The Shitbox Rally: What I learned

I’m driving along the red, parched earth of the Australian Outback that I know is teeming with deadly snakes, dangerous spiders and apparently some mysterious species of bear called a drop bear that learnt about moments before starting the engine. I’m wondering, how did I find myself in this situation?

 Turns out, I’m not alone. Looking like someone who is learning how to drive for the first time in this beat up 1994 Holden Commodore, my new friend and co-driver Renee is pressed up the grey leather steering wheel that is blushing with red earth from the drive’s hectic roads. It protests violently in her hands, shaking and jerking every which way as we power over rocky, unpaved roads. Renee weathers the storm and keeps her hands at a steady three and nine of the clock, her knuckles practically bursting out of the skin as she grips the wheel with all her might. The smile never leaves her face.

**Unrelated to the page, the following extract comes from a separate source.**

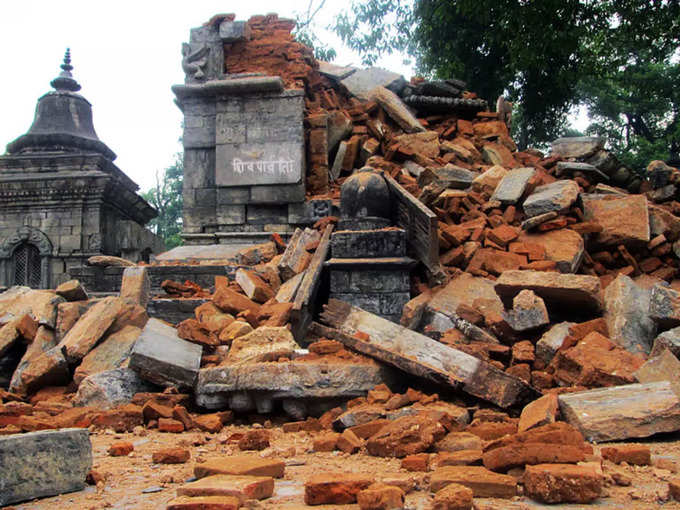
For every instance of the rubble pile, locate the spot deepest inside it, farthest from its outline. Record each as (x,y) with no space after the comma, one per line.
(553,325)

The world has a funny way of working itself out. I had left Australia back in March with the belief that there was a strong chance I would be back, that there was a possibility it was just a simple see you later instead of a goodbye for good.

And here I was, a couple of months later, driving across some of Australia’s most unforgiving terrain in a ‘shitbox’ of a car with a woman I had met only days before and trusting her with my life – all in the name of cancer.

That name is the Shitbox Rally, an Australian event that fundraises money for the Cancer Council.

Founder and Adelaide-based James Freeman started the Shitbox Rally after losing both of his parents to cancer within a year of each other, first losing his mother in October 2007 and then his father just 11 months later.

What started out as a rally of 18 cars in its first year in 2010 raising just $104,000, the rally has grown dramatically throughout the five years.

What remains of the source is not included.